It can be complicated.

Back in the dusty past, you might have controlled a motor with a power rheostat (a big variable resistor). It couldn't be set too high or the resulting brownout would fry the motor. It also dumps off the difference between full power and its current setting as heat, since it is a big resistor. Not very useful and very inefficient.

These days, the cheapest way to control AC motor speed is through VFD- basically you convert the AC to DC, then use the DC to make a new pulsed AC waveform that has variations in voltage and frequency.

I am guessing (hoping?) that blowers have gone VFD over the years. It's cheap these days. If you have a VFD control, you cannot measure the output with a multimeter- though you can see it on an oscilliscope or frequency analyzer.
 
If a thermostat is used to control a blower on a heating appliance, is the excess heat still considered an inefficency?
 
If a thermostat is used to control a blower on a heating appliance, is the excess heat still considered an inefficency?

Witty! But actually the heat is just wasted electricity. And the little heat generated costs real money for what is produced.
 
If a thermostat is used to control a blower on a heating appliance, is the excess heat still considered an inefficency?

Efficiency is useful work performed for energy used.

So if you put a window air conditioner in the middle of the room and ran it, it would be 0% efficient if you wanted it to be colder in the room, or close to 100% efficient if you wanted it to be hotter in the room.

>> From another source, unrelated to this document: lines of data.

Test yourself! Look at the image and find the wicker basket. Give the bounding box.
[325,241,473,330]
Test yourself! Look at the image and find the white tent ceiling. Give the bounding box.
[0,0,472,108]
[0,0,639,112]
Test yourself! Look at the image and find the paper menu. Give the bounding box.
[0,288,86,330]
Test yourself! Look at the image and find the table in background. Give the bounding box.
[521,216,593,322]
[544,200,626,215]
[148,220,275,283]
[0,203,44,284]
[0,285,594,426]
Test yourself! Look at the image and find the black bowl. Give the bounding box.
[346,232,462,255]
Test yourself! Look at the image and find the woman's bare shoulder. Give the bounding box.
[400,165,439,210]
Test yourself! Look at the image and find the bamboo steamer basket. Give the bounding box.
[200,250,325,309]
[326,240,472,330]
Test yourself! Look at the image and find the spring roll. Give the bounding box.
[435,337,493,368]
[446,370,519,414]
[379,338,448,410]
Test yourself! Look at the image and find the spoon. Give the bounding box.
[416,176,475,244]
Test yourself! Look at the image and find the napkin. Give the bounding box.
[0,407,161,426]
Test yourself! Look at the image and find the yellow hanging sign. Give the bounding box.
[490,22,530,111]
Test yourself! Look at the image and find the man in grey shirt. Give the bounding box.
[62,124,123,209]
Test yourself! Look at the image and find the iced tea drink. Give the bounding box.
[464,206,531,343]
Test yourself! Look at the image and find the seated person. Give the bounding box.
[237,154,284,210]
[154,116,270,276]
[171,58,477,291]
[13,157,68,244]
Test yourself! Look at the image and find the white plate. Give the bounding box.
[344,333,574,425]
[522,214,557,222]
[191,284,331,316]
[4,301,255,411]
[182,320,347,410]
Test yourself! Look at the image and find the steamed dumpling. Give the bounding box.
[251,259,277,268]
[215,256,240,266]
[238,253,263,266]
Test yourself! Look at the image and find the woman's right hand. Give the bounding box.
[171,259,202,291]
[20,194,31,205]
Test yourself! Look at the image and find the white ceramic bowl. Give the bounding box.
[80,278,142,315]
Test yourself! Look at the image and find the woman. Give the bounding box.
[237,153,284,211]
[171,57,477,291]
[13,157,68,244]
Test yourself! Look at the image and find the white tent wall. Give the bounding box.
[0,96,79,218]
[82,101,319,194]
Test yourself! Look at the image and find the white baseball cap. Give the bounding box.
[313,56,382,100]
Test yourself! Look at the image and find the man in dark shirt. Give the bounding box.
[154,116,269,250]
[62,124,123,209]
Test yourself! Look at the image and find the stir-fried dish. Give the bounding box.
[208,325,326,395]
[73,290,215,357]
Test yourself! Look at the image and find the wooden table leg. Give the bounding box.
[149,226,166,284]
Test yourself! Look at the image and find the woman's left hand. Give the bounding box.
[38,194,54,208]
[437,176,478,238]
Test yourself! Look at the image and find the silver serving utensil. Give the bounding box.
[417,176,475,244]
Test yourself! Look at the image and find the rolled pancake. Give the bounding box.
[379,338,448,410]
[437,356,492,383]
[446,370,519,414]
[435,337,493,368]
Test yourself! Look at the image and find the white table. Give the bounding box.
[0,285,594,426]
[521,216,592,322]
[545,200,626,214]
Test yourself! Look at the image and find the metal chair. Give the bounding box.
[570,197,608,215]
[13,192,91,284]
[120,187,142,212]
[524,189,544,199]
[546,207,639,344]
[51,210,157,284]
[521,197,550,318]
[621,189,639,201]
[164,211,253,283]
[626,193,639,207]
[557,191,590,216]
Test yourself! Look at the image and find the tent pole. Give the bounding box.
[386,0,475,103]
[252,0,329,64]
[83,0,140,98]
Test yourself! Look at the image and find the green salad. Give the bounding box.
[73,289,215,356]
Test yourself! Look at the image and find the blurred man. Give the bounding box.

If it was in a room with two people, one of which wanted it colder and one of which wanted it hotter, I am not sure how you'd figure it. 50% is the compromise number, and that number is demonstrably wrong. :)

In your example with a blower on a rheostat, it's still partly a psychology question. Does the user consider his wood-fired BTUs or his electrical BTUs cheaper? (It almost doesn't matter though, because for most stoves, the blower is using tens of joules of electricity to harvest hundreds of joules of heat that would otherwise go up the flue.... until the fire goes out.)

You can reduce it to a math question by using a common unit like joules on both sides, but your user might not agree with the answer.
 
I've always wondered about stuff like that.


At my cabin I keep a 100w bulb in a corner lamp. When I enter in the winter, I flip the light on. I always figure the light/heat ratio works in my favor.
 
Tried my neighbor's controller and same thing happened. I'm thinking if the fan speed increases but voltage and I assume frequency remain constant, then the current is increasing somehow. Don't think it's temperature related. Something to do with a capacitor or resistor I guess. I don't know enough about that stuff or what is in my controller. I can't even find a way to get it open without destroying it.